In einer amerikanischen Pilotstudie wurde nun der Effekt der Akupunktur bei Chemotherapie-induzierter Polyneuropathie untersucht. In die dreiarmige Studie wurden Patienten eingeschlossen, die unter moderater bis schwerer Polyneuropathie litten und zuvor mindestens drei Monate Chemotherapie erhalten hatten. Insgesamt nahmen 75 Personen an der Studie teil und wurden gleichmäßig auf folgende drei Gruppen aufgeteilt:

  • Akupunkturgruppe: Zehn Behandlungen von halbstündiger Dauer innerhalb von acht Wochen mit manueller Akupunktur echter Akupunkturpunkte.
  • Scheinakupunktur: Zehn Behandlungen von halbstündiger Dauer innerhalb von acht Wochen mit nicht penetrierender Scheinakupunktur.
  • Standardbehandlung: Keine Behandlung, nur Erfassung der Polyneuropathie und Schmerzmedikation.

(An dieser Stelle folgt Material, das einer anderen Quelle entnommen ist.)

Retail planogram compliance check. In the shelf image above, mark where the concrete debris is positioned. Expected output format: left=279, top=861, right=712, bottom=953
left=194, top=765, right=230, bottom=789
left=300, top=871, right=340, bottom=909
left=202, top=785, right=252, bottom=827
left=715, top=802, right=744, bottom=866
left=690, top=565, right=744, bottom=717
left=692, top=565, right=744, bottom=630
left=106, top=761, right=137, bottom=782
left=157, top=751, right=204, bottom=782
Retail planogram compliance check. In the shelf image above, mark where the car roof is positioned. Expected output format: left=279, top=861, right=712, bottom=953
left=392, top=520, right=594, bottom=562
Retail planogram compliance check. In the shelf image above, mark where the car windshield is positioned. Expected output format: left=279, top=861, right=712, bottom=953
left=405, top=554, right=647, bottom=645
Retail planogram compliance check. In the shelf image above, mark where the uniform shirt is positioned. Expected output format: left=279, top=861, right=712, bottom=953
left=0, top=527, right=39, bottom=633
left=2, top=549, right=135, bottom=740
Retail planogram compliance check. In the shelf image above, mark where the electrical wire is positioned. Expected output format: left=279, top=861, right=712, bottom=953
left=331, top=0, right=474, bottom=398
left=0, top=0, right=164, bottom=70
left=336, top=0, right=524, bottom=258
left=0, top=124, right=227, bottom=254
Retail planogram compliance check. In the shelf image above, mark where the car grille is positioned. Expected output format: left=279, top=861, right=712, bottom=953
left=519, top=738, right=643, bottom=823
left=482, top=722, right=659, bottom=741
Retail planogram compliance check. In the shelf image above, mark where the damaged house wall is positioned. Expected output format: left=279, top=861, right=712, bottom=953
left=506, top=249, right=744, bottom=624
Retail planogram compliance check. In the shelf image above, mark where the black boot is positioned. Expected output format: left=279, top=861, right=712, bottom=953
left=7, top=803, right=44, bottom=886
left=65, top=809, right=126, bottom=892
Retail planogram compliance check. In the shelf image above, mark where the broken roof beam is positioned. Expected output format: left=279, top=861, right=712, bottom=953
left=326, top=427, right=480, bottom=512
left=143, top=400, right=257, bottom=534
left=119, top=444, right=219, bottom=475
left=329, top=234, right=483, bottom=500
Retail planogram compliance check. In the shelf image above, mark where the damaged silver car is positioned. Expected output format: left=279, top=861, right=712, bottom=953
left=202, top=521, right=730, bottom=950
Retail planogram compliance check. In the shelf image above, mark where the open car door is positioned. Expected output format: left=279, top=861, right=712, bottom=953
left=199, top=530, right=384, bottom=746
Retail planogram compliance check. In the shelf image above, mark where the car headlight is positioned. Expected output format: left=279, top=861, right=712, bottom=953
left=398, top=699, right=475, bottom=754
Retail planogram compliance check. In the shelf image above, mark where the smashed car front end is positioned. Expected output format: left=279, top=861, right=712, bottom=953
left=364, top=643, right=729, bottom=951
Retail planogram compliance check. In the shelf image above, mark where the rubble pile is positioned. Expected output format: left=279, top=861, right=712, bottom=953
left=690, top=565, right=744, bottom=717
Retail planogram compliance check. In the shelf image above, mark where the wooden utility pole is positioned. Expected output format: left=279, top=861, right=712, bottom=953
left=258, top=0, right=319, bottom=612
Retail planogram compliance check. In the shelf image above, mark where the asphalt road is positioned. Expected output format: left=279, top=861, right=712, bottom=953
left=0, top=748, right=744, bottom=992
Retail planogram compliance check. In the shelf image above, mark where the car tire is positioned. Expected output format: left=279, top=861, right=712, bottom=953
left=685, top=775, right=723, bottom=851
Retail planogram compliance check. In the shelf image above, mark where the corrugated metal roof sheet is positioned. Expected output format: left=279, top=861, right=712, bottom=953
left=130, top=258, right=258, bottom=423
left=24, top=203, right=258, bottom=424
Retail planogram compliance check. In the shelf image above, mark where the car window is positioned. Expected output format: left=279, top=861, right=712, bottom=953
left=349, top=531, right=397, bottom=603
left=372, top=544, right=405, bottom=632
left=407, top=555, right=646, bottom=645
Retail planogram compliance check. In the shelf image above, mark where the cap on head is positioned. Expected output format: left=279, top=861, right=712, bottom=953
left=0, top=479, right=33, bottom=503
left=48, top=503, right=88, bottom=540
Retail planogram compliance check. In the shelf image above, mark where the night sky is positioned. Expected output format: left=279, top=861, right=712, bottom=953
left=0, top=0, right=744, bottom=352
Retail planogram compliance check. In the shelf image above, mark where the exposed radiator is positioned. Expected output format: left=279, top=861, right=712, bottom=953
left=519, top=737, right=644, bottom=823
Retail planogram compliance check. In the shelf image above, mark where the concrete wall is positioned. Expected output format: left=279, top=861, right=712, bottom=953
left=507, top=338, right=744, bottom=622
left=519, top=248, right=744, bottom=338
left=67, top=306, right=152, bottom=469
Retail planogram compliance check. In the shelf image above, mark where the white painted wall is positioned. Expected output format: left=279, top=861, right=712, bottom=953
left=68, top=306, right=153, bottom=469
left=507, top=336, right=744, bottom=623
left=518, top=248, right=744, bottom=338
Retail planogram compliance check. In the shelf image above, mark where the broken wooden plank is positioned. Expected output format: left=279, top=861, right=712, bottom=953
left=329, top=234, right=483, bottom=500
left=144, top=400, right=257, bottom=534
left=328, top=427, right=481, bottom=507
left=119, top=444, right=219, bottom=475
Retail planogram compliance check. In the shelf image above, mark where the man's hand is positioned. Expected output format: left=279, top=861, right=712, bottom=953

Signifikante Verbesserung unter Akupunktur

Primärer Endpunkt waren die polyneuropathischen Schmerzen nach acht Wochen, welche mittels numerischer Rating-Skala erfasst wurden (0 = keine Schmerzen, 10 = stärkste vorstellbare Schmerzen). Durch die echte Akupunktur kam es zu einer Schmerzreduktion um 1,75 Punkte (95%-Konfidenzintervall: -2,69 bis -0,81). Damit war die Akupunktur der Standardbehandlung knapp signifikant überlegen (p = 0,05). In der Gruppe mit Scheinakupunktur betrug die Schmerzreduktion nach acht Wochen 0,91 Punkte (95%-Konfidenzintervall: -2,00 bis 0,18). Dies war gegenüber der Standardbehandlung nicht signifikant (p = 0,31). Nach insgesamt zwölf Wochen wurden die Therapieeffekte nochmals mittels Skalen und Fragebögen erfasst. Hierbei zeigte sich, dass der Effekt der echten Akupunktur anhielt (Schmerzreduktion -1,74), während die Scheinakupunktur nicht nachhaltig war (Schmerzreduktion -0,34). Folglich belegte die Pilotstudie, dass echte Akupunktur Chemotherapie-induzierte Polyneuropathie verbessern kann. Da es sich um eine kleine monozentrische Studie von kurzer Dauer handelt, sollte das Ergebnis zusätzlich in größeren, länger dauernden, multizentrischen Studien analysiert werden. |

Literatur

Sommer C, Geber C et al. Polyneuropathies – etiology, diagnosis, and treatment options. Dtsch Arztebl Int 2018;115:83-90

Bao T, Patil S et al. Effect of acupuncture vs sham procedure on chemotherapy-induced peripheral neuropathy symptoms: a randomized clinical trial. JAMA Netw Open 2020;3:3(e200681)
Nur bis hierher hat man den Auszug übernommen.